Por conhecer bem a geografia de onde se encontra a tropa dele durante a Primeira Guerra Mundial, o jovem cabo britânico Blake (Dean-Charles Chapman) é convocado por um general para ir a pé levar uma mensagem a outro batalhão tendo de atravessar território inimigo. Blake terá a liberdade de escolher um companheiro de viagem e chama o também cabo Schofield (George MacKay). Eles têm o restante daquele dia e uma noite para chegar ao local. Com um detalhe: o irmão de Blake está no outro batalhão – o que nos remete, com outro viés, a “O Resgate do Soldado Ryan” (Steven Spielberg, 1998).

O roteiro do próprio Sam Mendes e de Krysty Wilson-Caims, baseado em histórias contadas pelo avô do cineasta, sugere ao espectador que o movimento dos dois cabos ocorre em tempo real. Desde o chamado para a missão, passando pelo processo de saída das trincheiras, ao surgimento dos muitos obstáculos tem-se a impressão que as ações estão acontecendo no tempo estabelecido pelo relógio.

A ideia é ótima. Se o espectador vai ao cinema sem saber, terá duas reações: de início se deliciará com o plano-sequência único que se desenha e como a técnica ajuda a estabelecer o tempo dentro história e, depois, começará a ficar intrigado. Como ele conseguiu fazer isso?

Ele utilizou um truque, pois emendou de forma imperceptível algumas cenas aproveitando locais de pouca ou nenhuma luz (um túnel, por exemplo) ou ajustes digitais (chroma key, entre eles).

O argentino Juan José Campanella usou truque semelhante na memorável cena do campo de futebol (veja no Youtube) de “O Segredo dos seus Olhos”, premiado com o Oscar de filme estrangeiro em 2009. O mexicano Alejandro González Iñárritu procedeu de forma semelhante no vencedor do Oscar de melhor filme com “Birdman (Ou a Inesperada Virtude da Ignorância)”, em 2015. A diferença: Sam usou a técnica o filme inteiro e não por virtuosismo, mas como linguagem.

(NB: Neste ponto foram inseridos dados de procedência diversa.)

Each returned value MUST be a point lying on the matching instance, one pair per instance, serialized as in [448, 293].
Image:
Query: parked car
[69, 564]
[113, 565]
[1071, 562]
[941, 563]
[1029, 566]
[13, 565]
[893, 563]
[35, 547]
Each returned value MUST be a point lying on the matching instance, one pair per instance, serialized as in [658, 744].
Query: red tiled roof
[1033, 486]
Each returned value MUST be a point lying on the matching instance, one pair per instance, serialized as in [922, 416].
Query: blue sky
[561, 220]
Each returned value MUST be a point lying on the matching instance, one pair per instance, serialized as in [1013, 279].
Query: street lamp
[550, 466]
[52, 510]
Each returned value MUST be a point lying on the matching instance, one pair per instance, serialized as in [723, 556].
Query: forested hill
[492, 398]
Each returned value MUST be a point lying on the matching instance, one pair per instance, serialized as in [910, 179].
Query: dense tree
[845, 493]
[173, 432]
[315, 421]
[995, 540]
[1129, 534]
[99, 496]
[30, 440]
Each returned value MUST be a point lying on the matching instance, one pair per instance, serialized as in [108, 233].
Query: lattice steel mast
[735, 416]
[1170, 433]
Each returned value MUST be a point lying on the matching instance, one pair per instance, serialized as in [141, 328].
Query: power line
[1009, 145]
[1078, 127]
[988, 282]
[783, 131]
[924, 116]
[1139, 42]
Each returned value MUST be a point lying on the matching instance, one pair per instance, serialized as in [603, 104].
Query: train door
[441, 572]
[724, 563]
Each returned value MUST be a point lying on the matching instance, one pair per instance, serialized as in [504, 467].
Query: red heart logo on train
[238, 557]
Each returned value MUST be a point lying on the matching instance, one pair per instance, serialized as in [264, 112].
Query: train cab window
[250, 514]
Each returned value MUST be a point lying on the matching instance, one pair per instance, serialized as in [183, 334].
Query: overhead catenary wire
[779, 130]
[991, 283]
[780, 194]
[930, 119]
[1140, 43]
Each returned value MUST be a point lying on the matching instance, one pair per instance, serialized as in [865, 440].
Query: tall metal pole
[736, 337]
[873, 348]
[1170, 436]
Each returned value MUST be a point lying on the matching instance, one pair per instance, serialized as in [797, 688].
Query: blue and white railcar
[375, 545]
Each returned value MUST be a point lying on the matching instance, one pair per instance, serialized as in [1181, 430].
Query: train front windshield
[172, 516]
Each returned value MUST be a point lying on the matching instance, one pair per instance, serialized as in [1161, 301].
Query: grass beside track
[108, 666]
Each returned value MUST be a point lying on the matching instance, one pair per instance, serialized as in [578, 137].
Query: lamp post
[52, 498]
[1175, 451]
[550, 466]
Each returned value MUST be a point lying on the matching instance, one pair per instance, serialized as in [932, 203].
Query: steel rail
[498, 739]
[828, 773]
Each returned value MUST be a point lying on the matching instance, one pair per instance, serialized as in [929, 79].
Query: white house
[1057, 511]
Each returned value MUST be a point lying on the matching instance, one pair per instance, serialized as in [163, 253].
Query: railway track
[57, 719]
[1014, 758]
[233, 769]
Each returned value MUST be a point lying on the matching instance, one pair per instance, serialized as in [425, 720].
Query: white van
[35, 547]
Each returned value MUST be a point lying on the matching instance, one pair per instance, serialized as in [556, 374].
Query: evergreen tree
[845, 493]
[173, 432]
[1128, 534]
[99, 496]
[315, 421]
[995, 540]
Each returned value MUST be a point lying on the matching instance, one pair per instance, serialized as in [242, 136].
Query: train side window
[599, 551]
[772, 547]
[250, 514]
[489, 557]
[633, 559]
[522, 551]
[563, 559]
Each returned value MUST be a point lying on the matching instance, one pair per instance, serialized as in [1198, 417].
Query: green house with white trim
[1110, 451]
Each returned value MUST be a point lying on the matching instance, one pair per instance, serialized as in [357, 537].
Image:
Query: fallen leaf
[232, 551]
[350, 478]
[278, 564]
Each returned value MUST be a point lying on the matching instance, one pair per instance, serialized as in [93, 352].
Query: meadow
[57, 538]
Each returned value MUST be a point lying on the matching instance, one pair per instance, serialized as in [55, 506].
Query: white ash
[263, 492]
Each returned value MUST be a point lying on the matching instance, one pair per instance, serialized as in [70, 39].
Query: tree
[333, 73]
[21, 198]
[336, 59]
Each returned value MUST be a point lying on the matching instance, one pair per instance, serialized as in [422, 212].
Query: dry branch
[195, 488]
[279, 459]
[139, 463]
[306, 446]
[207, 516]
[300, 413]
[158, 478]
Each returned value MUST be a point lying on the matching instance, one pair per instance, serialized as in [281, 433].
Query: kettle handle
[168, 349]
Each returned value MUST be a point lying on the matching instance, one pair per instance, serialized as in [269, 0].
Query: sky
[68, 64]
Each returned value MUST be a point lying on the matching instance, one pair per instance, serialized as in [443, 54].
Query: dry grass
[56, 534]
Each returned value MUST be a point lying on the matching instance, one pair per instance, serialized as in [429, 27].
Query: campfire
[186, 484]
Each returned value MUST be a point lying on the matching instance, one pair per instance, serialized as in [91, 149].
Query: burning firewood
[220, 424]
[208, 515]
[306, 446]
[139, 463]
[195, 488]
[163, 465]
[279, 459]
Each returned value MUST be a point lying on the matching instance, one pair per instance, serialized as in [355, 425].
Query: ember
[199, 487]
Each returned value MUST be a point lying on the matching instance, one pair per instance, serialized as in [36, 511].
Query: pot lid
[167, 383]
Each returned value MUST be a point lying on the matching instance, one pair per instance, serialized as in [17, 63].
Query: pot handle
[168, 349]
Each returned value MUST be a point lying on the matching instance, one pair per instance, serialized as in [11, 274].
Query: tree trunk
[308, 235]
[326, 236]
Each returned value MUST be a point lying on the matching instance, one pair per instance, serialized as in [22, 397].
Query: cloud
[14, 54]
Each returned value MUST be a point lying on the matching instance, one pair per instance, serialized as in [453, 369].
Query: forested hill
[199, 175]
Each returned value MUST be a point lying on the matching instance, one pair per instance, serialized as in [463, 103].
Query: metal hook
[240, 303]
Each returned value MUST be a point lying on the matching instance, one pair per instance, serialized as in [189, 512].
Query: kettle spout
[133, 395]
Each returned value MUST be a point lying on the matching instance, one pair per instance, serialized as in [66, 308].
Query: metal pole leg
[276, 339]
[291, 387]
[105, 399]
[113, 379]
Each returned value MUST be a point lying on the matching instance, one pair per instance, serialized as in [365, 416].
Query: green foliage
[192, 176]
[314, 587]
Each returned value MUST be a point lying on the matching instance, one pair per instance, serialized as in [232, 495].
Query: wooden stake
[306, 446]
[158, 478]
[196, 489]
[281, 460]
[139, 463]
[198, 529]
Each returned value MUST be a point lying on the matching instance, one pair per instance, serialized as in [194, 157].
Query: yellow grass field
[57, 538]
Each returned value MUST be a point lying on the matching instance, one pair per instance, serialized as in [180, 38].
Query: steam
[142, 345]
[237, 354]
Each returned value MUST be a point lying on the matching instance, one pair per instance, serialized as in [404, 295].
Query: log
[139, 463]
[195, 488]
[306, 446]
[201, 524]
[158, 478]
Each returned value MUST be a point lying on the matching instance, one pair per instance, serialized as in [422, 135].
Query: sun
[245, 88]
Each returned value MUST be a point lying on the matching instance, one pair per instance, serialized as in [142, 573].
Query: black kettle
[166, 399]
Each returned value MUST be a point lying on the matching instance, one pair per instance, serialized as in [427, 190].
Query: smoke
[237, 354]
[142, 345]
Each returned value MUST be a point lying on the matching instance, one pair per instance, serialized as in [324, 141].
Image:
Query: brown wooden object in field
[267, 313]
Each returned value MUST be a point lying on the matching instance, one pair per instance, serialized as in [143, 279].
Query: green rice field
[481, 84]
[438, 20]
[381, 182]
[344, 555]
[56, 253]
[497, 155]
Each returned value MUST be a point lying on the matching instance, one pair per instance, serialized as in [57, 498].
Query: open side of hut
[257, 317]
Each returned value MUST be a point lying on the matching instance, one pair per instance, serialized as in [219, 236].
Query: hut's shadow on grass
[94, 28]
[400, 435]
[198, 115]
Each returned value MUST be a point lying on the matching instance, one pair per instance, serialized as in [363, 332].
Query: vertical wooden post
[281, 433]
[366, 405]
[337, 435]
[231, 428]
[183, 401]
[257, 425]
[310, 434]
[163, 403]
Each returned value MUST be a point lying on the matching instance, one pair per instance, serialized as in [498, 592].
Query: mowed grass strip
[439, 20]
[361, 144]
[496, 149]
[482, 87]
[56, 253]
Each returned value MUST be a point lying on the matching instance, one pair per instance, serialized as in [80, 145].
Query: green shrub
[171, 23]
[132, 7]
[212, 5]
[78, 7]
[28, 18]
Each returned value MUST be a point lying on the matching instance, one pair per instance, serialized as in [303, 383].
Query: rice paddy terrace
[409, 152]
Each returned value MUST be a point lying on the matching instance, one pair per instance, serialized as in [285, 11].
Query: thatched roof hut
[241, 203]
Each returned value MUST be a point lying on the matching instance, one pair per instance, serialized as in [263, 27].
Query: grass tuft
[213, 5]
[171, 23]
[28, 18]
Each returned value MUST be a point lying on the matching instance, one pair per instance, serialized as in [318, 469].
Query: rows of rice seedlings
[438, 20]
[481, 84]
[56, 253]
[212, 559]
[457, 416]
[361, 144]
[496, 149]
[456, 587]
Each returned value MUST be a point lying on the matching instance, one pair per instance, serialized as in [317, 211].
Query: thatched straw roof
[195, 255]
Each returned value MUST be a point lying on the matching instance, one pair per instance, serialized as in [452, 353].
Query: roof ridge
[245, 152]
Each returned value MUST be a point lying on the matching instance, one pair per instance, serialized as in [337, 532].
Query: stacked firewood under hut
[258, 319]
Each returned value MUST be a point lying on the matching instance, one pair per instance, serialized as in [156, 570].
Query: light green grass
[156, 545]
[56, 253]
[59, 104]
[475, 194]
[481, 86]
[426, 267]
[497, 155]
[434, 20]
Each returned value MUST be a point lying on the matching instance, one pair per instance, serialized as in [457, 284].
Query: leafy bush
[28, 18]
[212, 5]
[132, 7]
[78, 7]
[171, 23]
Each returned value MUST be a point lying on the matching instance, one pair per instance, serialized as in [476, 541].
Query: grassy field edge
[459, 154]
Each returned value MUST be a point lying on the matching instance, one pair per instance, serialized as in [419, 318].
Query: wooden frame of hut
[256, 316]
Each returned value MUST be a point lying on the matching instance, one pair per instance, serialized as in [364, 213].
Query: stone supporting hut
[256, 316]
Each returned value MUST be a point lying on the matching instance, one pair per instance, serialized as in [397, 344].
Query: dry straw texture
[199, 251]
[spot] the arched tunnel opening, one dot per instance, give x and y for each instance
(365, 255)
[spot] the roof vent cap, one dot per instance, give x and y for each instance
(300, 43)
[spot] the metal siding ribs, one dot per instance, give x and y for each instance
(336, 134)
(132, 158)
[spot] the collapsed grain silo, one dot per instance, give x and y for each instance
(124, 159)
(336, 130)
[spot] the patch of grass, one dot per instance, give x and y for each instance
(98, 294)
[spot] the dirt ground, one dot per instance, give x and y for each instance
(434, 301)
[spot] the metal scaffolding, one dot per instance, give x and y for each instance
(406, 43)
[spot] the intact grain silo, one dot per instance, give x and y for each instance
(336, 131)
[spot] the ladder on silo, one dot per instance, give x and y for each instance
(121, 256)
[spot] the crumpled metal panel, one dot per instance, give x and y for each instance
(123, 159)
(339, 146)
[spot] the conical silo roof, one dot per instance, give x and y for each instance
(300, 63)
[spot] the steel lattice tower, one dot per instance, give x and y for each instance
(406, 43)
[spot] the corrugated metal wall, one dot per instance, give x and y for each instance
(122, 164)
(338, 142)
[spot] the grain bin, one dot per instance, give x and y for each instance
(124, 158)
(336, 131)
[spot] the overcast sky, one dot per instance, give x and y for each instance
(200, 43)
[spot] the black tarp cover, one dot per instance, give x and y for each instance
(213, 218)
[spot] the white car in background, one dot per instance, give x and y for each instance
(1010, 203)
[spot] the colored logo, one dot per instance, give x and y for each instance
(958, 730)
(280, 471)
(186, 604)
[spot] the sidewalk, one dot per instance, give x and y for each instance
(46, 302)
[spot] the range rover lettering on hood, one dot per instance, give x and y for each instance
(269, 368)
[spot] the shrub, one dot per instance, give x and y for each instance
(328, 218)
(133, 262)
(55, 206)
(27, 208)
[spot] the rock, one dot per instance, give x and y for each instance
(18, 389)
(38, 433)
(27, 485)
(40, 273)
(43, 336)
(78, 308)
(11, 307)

O filme poderia ser grandioso, não pecasse pelo óbvio da história de heróis que passam terríveis e inacreditáveis obstáculos para salvar a pátria –  sentimento enraizado na cultura americana. Em dado momento, Sam Mendes poderia ter pesado menos a mão, caso do herói sendo levado pelas ondas (um exagero), ou quando cria insistentemente desnecessários anticlímax (que, aliás, reduziriam o tempo do filme) para um desfecho que o espectador já deduziu.

O Oscar, certamente, irá para “1917”. A Academia não perderia a chance de exaltar uma vez mais os bravos soldados da bélica América – ainda que os protagonistas sejam britânicos, mas os EUA estavam na guerra e o filme é co-produção americana. Poderia até ser uma opção, não estivesse concorrendo, entre outros, com “Parasita” (Joon-ho Bong).